If you select rows from the data dictionary view V$DATABASE_BLOCK_CORRUPTION I sincerely hope, for your sake, that you get no rows back! In a healthy database this view returns no rows, but if RMAN detects corrupt blocks when performing a backup it populates underlying data structures with information about the corrupt blocks, which you can see by looking at this view.

One of the first questions that will run through your mind when you discover corrupt blocks in your database is: Which segments are corrupt? There is a well-known article, 472231.1, on the Oracle support website that includes a query that joins V$DATABASE_BLOCK_CORRUPTION,DBA_SEGMENTS, and DBA_EXTENTS to identify the corrupt blocks.

When you run the query provided in that note, the CBO will look at the statistics for the database object X$KCCBLKCOR that V$DATABASE_BLOCK_CORRUPTION references and see that it apparently has no rows, because X$KCCBLKCOR would have contained no rows the last time data dictionary statistics had been gathered. Of course there is no point in running the query in note 472231.1 unless there are corrupt blocks, so you always need to hint the query to get it to run quickly!

Incidentally, the query in note 472231.1 contains a second weakness in that it reports corruption in segments above their high-water mark, which should not be a cause for a concern. I do have an amended script (submitted to Oracle at the time) that removes the false-positive reports and includes hints to give a reasonable execution plan. The script is too long to print here but is available as corruption.sql in the downloadable materials.
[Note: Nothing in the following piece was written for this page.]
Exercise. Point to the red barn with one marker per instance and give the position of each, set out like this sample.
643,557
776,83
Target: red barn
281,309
Do bear in mind, however, that I have not had the opportunity to verify corruption.sql on a real corrupt database, so I cannot guarantee its correctness or suitability for purpose.

Summary

There are a few hints that are used by edition-based redefinition and a few more that are mainly aimed at the runtime engine, such as the APPEND hint. The vast majority of hints, however, are optimizer hints, which fall into two categories.

On one hand, some optimizer hints really are just hints and are very useful for investigating the cause of poorly performing execution plans and for identifying possible alternatives in a SQL tuning exercise. However, the use of non-prescriptive hints on production systems is generally inadvisable because of their unpredictable behavior.

On the other hand, prescriptive hints, hints that are really directives, can legitimately be used on production systems to solve some classes of performance problems. The use of hints on production systems should only be done after due consideration, not because the hints are likely to cease to function in a future release or because the level of support from Oracle will be negatively impacted but because the supporting documentation is usually very poor or non-existent. That lack of documentation has a tendency to lead to misunderstanding and misuse.

This chapter and the preceding three have covered most of the techniques that are at your disposal in your quest to optimize SQL performance. There are, however, one or two more advanced techniques that may be of use in special situations. On to Chapter 19.

__________________

¹The NO_QUERY_TRANSFORMATION hint is an alternative that may reduce the number of hints in this case.